There are numerous strategies for helping your child cope with the first day of school, but what if you get more anxious than your son or daughter? My son, Bennett is starting Pre-K and when I asked him if he had any concerns about it, he just looked at me. “Why would I be concerned?” he responded. “No reason,” I answered, “I was just wondering.” Meanwhile, I thought, “what if you have a hard time making friends, or you don’t feel engaged by your teachers or by the curriculum?”
I think school transitions are often harder for parents than children because we are much more aware of how starting a new grade signals a developmental milestone and the passage of time. Isn’t that why we’re so eager to take pictures of our children on their first day of school? By documenting the milestone, we can remember what they were like before they became all grown up.
My sister had a very memorable experience last month when my nephew, Zach started kindergarten. They live in Virginia and she called me to report on his first day. “It was rough,” she said. After taking their obligatory “first day of school” photograph, they headed to the bus stop fifteen minutes early because my nephew was so excited to take the bus to school. Unfortunately, the bus never showed and so after waiting over half an hour, my sister finally drove to school with my nephew crying about the bus the entire way. Once they arrived, a school official prevented my sister from accompanying her son to his classroom.
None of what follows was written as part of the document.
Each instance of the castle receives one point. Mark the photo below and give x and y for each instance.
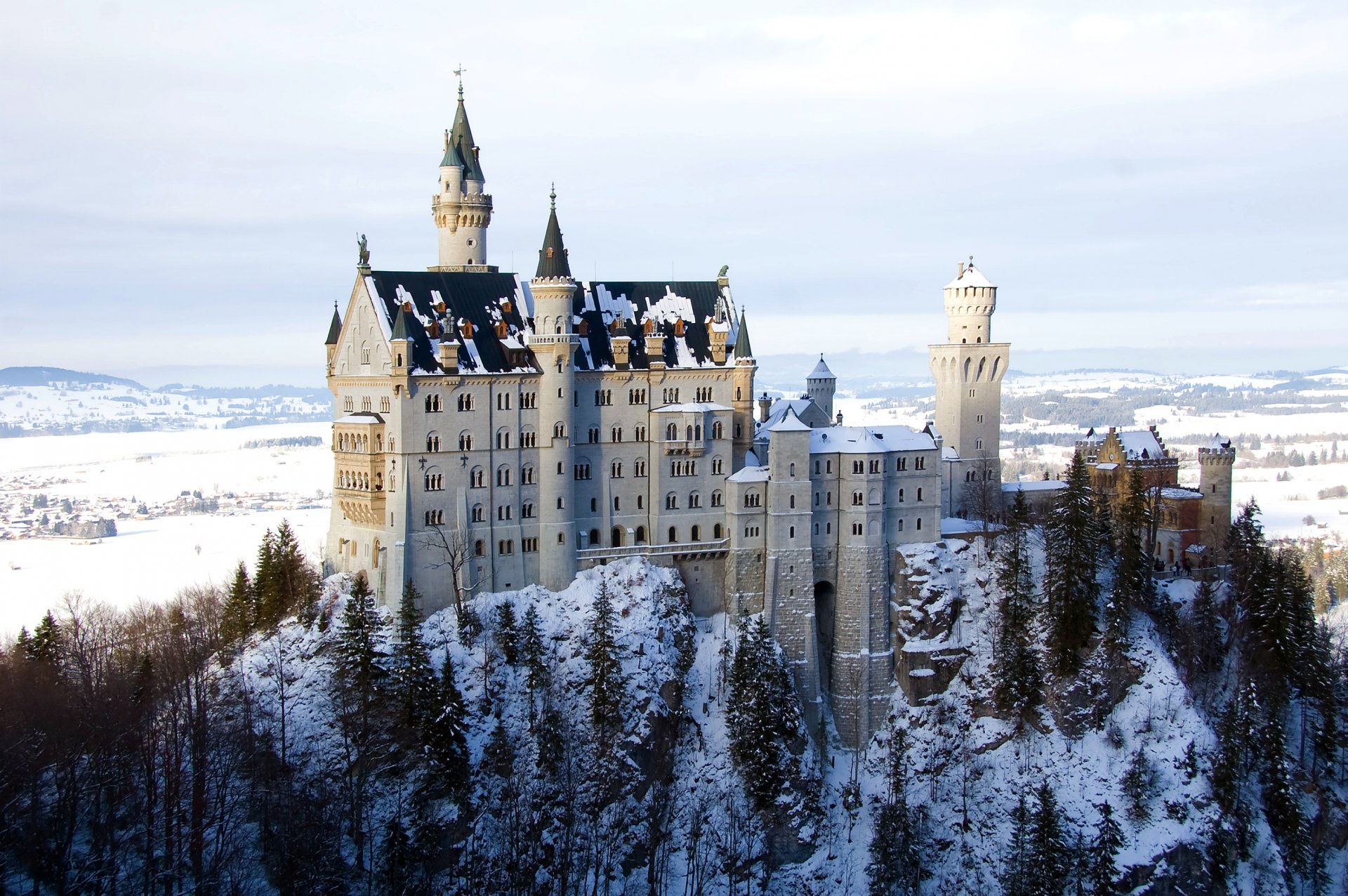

Having wanted Zach’s first day of school to go perfectly, my sister was on the verge of tears. Just as she was about to argue with the woman at the school, she heard her son say, “it’s okay mommy, I’ll go with her.” Even though he had been upset about not riding the bus, Zach didn’t want his mom to make the first day of school a bigger deal than it had to be. He seemed to sense there would be plenty of bus rides and days at school in his future. (And I’m happy to report that the next day, Zach’s bus came right on time.)